In winter the cap is white, streaked with black, and the lower parts white. According to Hume the winter plumage is not assumed till December, and is only retained for about two months. Very young birds have broad buff outer and blackish inner borders to the feathers of the upper parts.
Bill orange-yellow; irides blackish brown; legs and feet orange-red.
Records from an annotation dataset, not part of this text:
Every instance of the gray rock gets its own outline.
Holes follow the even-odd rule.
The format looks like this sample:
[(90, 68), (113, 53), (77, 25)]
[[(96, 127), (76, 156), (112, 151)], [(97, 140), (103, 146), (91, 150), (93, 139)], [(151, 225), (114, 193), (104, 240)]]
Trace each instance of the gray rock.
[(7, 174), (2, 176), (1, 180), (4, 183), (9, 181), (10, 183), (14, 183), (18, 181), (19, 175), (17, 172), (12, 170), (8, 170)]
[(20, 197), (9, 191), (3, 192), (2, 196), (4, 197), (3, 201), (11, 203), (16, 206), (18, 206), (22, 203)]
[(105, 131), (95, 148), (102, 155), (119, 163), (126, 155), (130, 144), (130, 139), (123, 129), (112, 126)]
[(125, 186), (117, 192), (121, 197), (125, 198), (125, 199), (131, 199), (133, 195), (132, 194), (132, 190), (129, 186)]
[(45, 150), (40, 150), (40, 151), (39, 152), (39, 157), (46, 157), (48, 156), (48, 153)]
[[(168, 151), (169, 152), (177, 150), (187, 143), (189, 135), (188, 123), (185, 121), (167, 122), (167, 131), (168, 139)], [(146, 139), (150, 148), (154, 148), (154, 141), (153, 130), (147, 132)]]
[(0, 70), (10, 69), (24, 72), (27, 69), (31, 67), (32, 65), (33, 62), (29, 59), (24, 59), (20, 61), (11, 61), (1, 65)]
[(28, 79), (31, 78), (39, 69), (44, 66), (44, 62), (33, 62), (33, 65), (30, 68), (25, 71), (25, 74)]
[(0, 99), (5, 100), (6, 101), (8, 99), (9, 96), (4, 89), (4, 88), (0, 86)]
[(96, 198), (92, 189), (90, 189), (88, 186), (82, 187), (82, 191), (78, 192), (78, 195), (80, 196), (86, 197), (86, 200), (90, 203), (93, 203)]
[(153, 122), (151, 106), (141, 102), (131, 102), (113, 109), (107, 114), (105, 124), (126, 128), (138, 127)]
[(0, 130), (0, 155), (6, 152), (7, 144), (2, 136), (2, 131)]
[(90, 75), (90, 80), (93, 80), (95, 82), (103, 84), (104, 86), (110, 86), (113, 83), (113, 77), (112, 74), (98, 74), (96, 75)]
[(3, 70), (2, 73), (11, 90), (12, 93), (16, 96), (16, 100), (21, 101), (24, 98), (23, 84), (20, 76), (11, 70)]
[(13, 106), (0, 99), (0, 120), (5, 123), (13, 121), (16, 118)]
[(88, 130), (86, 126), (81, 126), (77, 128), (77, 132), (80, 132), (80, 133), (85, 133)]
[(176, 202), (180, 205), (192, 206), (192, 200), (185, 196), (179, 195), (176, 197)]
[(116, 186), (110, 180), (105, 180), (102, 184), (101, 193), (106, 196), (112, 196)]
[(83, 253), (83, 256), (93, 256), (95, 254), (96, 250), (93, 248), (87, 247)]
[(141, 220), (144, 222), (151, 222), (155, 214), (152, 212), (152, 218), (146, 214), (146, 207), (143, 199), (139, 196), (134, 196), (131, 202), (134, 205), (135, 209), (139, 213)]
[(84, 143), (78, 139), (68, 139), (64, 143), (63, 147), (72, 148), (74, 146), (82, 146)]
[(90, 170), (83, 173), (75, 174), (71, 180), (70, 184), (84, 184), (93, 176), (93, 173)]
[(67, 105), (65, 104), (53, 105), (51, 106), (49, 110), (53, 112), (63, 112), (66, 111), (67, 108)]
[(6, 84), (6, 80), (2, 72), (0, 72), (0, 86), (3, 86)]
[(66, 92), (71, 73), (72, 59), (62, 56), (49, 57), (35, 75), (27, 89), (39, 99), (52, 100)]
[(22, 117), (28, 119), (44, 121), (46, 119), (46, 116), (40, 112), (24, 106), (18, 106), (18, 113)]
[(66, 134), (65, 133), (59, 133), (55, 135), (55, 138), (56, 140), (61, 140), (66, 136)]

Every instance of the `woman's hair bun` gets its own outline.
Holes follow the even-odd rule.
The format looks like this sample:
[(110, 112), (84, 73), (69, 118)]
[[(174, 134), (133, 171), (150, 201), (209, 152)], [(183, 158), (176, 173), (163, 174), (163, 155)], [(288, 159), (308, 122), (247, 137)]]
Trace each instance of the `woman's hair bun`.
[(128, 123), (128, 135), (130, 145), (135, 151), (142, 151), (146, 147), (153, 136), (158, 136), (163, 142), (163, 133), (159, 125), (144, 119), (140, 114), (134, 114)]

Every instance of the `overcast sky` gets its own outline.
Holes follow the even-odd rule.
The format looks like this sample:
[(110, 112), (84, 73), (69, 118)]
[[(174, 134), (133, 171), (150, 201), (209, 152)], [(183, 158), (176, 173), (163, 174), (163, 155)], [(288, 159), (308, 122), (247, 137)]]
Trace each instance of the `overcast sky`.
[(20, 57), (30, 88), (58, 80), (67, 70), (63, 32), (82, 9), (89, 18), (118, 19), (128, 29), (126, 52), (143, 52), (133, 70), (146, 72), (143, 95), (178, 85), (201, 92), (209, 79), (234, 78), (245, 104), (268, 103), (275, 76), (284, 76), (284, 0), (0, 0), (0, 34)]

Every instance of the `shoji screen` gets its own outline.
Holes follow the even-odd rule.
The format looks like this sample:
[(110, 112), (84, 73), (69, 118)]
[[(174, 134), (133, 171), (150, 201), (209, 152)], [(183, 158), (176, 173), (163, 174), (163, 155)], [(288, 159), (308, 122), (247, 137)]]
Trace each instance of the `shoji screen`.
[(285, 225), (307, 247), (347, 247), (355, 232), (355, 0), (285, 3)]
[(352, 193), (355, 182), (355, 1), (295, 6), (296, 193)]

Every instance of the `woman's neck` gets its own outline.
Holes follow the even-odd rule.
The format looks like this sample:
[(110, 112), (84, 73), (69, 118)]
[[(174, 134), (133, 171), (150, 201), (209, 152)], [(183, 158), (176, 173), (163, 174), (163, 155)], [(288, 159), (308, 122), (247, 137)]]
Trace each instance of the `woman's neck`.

Length 13; rail 5 to 6.5, depth of fork 3.5; wing 9 ; tarsus .55 ; bill from gape 1.8.
Distribution. Common about rivers and tanks throughout India and Burma, but less abundant in Southern than in Northern India, and not known with certainty to occur in Ceylon, though reported to be found in the island by more than one observer. It is probable in these cases that another species has been mistaken for the present.
Habits, &c. This is one of the commonest of Indian river-birds, and is generally seen flying and fishing singly or in small parties. It frequents tanks and marshes as well as rivers, and though perhaps less numerous than S. seena, is more widely distributed. It breeds chiefly in March and April, though Doig records taking eggs in Eastern Sind in June and July, and it lays in the same situations as the Indian River-Tern, and frequently in company with it. The mode of deposition and colouring of the eggs is similar, but those of S. melanogaster are smaller and more elongate, measuring on an average 1.25 by 0.95.